"Hakuna matata" is a Swahili phrase; roughly translated, it means "no worries". It is formed by the words hakuna (there is not here) and matata (plural form of problem). The phrase has been popularized by its use in The Lion King (in which it is translated as "no worries" in a song named after the phrase), so that it is heard often at resorts, hotels, and other places appealing to the tourist trade. The phrase is in more common use in Zanzibar and Kenya. The phrase is uncommon among native speakers of Swahili in Tanzania, who prefer the phrase "hamna shida" in the north and "hamna tabu" in the south.

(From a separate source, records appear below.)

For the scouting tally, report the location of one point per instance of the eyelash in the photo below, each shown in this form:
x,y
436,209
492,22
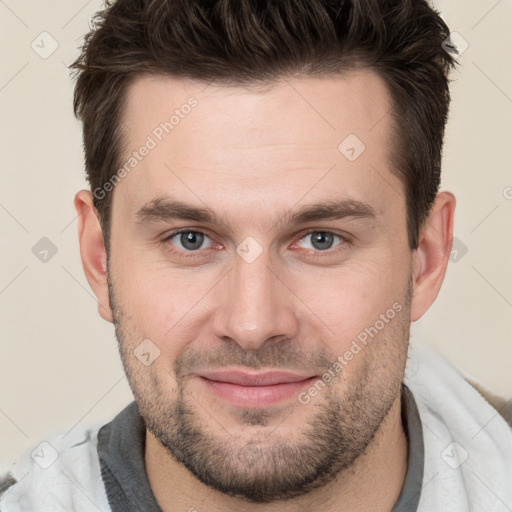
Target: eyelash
x,y
317,254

In 1982, the music of Kenyan hostel band Them Mushrooms (now known as Uyoga) released the Swahili song "Jambo Bwana" ("Hello Mister"), which repeats the phrase "Hakuna matata" in its refrain. The song was written by band leader John Katana.
Jambo – Hakuna Matata
In 1983, German group Boney M. released "Jambo—Hakuna Matata", an English-language version of Them Mushrooms song Jambo Bwana. Liz Mitchell provided the song's lead vocals, backed by Reggie Tsiboe, Frank Farian, Cathy Bartney, Madeleine Davis and Judy Cheeks. The single was intended to be included in the group's untitled seventh album, to be released in the fall of 1983. Due to a poor chart performance (No. 48 in the German charts), the single ultimately was not included in the album (which was completely reworked and not released until May 1984 as Ten Thousand Lightyears).
The Lion King song
In 1994 the Walt Disney Animation Studios animated movie The Lion King brought the phrase international recognition, featuring it prominently in the plot and devoting a song to it. A meerkat and a warthog, named Timon and Pumbaa respectively, teach the main character, a lion cub named Simba, that he should forget his troubled past and live in the present. The song was written by Elton John (music) and Tim Rice (lyrics), who found the term in a Swahili phrasebook. It was nominated for Best Original Song at the 1995 Academy Awards, and was later ranked the 99th best song in movie history by the American Film Institute on a list of 100.
In the mid-1980s, the saying appeared in the Swedish comic book Bamse by Rune Andréasson. The first words of Brumma, the baby daughter of Bamse the bear, are "Hakuna matata", which no one understands except the tortoise Skalman. He later made it his and Brumma's secret motto, and the phrase has reappeared several times in the cartoon. Skalman gave readers several clues as to what language the phrase came from but never said directly that it was Swahili.